Aí primeiro derrubaram a casa, fez um acordo com o Ministério Público pra poder pagar aluguel, pagar no comecinho 2/3 mês atrasado, tinha que voltar pra Defensoria Pública, mas eles pagar porque se não o dono bota a gente pra fora… Depois de quase 1 ano de casa alugada aí foi que veio a mudança. Eles nos levaram… trouxeram o caminhão e levaram as coisas. (MARIA TOMÁSIA 3).
Segundo os entrevistados, após a espera, nas casas alugadas, ainda
assim a ação de remoção foi realizada sem um planejamento ou aviso prévio, não
permitindo uma preparação necessária das famílias. Tal fato teria prejudicado
inclusive a conservação do mobiliário, pois foram realizadas de maneira abrupta.
Para dizer a verdade, a gente veio parar aqui no supetão, o caminhão tava era já esperando, e a gente teve é que sair ‘nas carreira’ [...] o seu Arnóbio, que era advogado da Habitafor, pressionou foi muito a gente, psicologicamente, até ele disse que a gente ou assinava o papel aceitando mudar ou ficaria arquivada nosso pedido. Foi uma luta para gente chegar aqui, foi pra justiça e tudo. Da nossa parte foi assim, passamos sufoco, derrubaram onde a gente morava na Maravilha e disseram que no próximo projeto a gente ia receber e aí disseram que ou a gente morava com parente ou alugava casa. (MARIA TOMÁSIA 3).
128
No entanto, o que mais foi considerado para a decisão de almejar a volta
foi a relação entre o bairro e a cidade. Para os ex-moradores da Maravilha, o Maria
Tomásia não passava de uma alternativa ante a falta de outras. Percebe-se, assim,
que não se pode desconsiderar o problema da segregação na terra urbana e do
design urbano da cidade sem ponderar a luta de classes envolvida. Portanto,
compreende-se segregação socioespacial como um movimento de separação, que
dentro do espaço urbano posiciona classes sociais e funções urbanas em campos
opostos.
A apresentação dos dados demonstra, a partir da apresentação das
entrevistas, que não há garantia de qualidade de vida em um cenário onde o direito
à cidade tende a ser substituído pelo direito à habitação. Ou seja, acompanhar as
famílias em seu processo de remoção e adaptação no território de Fortaleza é
entender que não houve expansão urbana capaz de lidar com os direitos sociais
implícitos ao desenvolvimento urbano. O que obrigou moradores da Maravilha que
receberam unidades habitacionais na área do Maria Tomásia a continuar
dependendo da rede escolar próxima à moradia anterior, ou ao atendimento de
saúde, que basicamente se localizam nas proximidades da Maravilha. “Ainda que
muitas vezes isso passe despercebido, os serviços de infraestrutura urbana e os
equipamentos públicos são tão determinantes da estrutura das cidades quanto o
sistema viário ou o uso do solo” (SANTOS, 1986, p. 135).
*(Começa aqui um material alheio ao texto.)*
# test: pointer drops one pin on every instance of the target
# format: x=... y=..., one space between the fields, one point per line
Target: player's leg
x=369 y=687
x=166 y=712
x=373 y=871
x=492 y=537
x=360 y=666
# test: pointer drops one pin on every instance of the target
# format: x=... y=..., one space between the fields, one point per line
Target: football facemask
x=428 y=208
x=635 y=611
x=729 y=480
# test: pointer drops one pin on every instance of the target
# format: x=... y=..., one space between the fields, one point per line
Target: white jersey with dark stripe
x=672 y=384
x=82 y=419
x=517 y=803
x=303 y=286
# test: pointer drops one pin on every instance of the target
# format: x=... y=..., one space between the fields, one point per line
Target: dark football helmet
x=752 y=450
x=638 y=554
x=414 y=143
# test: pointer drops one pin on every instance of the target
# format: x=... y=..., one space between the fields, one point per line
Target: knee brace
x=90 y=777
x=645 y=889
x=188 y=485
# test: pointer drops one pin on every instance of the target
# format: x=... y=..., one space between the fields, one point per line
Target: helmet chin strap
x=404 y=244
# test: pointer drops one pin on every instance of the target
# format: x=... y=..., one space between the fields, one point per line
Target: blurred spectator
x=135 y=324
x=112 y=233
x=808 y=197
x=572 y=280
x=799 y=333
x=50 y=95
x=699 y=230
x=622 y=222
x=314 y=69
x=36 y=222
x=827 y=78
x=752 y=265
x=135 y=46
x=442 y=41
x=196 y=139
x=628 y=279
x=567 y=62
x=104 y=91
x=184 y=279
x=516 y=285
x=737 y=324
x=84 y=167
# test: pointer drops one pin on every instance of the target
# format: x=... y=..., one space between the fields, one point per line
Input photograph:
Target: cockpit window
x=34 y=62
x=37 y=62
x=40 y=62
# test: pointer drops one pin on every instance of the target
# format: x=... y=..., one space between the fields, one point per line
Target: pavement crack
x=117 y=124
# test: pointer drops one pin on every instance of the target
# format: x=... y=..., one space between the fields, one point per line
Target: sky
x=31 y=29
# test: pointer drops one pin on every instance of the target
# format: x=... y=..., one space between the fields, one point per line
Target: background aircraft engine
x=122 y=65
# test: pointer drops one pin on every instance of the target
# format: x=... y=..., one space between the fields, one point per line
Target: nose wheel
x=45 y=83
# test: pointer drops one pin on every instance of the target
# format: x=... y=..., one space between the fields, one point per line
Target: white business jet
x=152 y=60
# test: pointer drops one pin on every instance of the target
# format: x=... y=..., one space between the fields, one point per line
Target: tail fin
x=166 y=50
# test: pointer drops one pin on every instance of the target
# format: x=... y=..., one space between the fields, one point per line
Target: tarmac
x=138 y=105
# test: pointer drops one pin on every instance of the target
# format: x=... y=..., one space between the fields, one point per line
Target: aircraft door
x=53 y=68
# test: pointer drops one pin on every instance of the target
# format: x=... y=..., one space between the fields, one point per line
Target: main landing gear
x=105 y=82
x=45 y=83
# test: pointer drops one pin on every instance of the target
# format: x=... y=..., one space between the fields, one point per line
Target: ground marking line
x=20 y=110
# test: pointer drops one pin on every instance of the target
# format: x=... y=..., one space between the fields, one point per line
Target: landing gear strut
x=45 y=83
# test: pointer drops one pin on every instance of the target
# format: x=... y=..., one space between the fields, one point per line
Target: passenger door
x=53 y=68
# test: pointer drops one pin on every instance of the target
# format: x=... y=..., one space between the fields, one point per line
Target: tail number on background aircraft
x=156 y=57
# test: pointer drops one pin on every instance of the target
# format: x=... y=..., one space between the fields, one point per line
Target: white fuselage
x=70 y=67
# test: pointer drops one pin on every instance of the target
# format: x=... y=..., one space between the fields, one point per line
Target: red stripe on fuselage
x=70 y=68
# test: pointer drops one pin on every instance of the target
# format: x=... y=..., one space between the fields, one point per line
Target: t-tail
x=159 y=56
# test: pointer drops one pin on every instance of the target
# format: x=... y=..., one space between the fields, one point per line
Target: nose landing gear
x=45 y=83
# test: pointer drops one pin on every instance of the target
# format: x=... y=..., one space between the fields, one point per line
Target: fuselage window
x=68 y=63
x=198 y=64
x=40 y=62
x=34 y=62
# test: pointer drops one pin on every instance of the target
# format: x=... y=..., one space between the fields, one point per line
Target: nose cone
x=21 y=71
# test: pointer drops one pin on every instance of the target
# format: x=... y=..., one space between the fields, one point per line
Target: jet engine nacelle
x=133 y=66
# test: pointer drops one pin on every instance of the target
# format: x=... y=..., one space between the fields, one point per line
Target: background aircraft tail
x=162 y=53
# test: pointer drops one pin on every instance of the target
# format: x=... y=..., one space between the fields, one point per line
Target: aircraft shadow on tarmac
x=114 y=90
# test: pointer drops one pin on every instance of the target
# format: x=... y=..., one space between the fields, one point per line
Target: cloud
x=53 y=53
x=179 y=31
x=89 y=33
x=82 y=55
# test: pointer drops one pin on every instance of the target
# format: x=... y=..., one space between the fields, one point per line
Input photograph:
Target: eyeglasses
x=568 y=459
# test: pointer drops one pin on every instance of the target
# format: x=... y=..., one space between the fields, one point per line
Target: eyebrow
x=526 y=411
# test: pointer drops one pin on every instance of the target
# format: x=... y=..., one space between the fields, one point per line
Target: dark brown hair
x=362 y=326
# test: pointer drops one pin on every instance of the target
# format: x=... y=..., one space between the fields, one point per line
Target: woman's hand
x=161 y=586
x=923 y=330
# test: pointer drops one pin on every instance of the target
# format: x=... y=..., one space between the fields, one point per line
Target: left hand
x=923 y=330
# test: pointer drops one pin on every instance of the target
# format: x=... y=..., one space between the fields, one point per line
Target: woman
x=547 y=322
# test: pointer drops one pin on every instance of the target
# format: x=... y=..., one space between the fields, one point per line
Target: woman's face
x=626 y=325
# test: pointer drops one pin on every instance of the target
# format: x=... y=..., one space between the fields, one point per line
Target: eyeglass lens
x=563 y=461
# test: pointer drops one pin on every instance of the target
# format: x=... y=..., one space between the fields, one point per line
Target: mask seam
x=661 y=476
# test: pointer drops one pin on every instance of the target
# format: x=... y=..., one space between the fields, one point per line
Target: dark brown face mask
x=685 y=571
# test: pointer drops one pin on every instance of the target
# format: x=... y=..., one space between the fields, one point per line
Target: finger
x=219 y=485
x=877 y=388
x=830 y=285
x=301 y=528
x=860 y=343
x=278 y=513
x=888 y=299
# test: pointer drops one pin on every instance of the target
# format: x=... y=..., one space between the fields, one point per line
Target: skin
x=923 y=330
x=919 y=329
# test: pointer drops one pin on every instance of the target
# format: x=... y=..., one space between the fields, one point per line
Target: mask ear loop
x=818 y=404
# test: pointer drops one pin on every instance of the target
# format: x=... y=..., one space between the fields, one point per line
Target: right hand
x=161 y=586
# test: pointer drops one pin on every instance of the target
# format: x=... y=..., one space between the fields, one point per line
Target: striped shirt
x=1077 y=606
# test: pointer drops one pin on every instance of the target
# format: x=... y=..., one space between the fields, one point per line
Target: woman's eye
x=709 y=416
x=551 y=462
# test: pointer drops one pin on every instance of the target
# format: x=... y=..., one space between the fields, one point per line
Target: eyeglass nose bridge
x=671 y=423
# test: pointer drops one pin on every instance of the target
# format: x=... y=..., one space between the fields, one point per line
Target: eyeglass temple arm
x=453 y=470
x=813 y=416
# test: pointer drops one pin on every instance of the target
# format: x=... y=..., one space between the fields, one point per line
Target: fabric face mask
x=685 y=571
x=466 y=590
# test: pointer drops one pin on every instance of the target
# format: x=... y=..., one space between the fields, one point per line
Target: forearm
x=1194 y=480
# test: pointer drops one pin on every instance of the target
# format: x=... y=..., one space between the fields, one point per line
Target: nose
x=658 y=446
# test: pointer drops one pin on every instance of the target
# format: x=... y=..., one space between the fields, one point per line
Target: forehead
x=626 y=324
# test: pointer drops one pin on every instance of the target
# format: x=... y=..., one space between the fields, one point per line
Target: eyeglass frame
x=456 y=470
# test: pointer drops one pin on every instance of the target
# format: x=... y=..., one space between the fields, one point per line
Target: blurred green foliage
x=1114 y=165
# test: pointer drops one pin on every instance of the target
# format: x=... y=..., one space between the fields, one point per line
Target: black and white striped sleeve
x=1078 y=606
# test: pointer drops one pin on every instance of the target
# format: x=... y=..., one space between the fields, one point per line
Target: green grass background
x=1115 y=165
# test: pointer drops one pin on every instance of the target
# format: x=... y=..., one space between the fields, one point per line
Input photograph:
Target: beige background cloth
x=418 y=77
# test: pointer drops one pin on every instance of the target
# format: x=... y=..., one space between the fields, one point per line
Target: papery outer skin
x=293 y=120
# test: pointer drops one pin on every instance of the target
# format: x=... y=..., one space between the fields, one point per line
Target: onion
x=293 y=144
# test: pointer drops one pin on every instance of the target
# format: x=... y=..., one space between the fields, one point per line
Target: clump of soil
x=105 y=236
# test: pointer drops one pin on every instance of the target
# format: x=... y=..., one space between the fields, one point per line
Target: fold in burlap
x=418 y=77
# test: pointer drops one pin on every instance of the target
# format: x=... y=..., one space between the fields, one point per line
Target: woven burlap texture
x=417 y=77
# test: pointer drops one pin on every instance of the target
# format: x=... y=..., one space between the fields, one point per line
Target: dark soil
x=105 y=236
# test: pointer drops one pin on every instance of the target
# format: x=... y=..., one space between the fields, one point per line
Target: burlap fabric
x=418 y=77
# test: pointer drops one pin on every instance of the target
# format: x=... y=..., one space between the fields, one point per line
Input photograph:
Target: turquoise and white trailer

Assim, este trabalho de pesquisa não visa apontar a “superioridade” de
uma área em detrimento da outra, pois se acredita que se trata de áreas próximas
quanto ao nível de qualidade de vida urbana, apesar de a localização geográfica ser
totalmente diferente e de uma apresentar vantagens comparativas em relação à
outra.
129
6 CONSIDERAÇÕES FINAIS
A noção de uma “qualidade de vida” proveniente de uma casa fornecida
pelo governo exemplifica um discurso ideológico que tem justificado intervenções
como as dos conjuntos Maravilha e Maria Tomásia. Enquanto terminologia ampla, o
termo carrega o peso de fornecer a indicação de que a materialização dessa
qualidade de vida perpassa pela apropriação de uma unidade habitacional. Ainda
que o Plano Diretor Participativo da cidade de Fortaleza proponha como objetivo:
Art. 39. A propriedade urbana cumpre sua função social quando atende às exigências fundamentais de ordenação da cidade expressas no plano diretor, assegurando o atendimento das necessidades dos cidadãos quanto à qualidade de vida, à justiça social e ao desenvolvimento das atividades econômicas, respeitadas as diretrizes previstas no art. 2o desta Lei. [Grifo do autor].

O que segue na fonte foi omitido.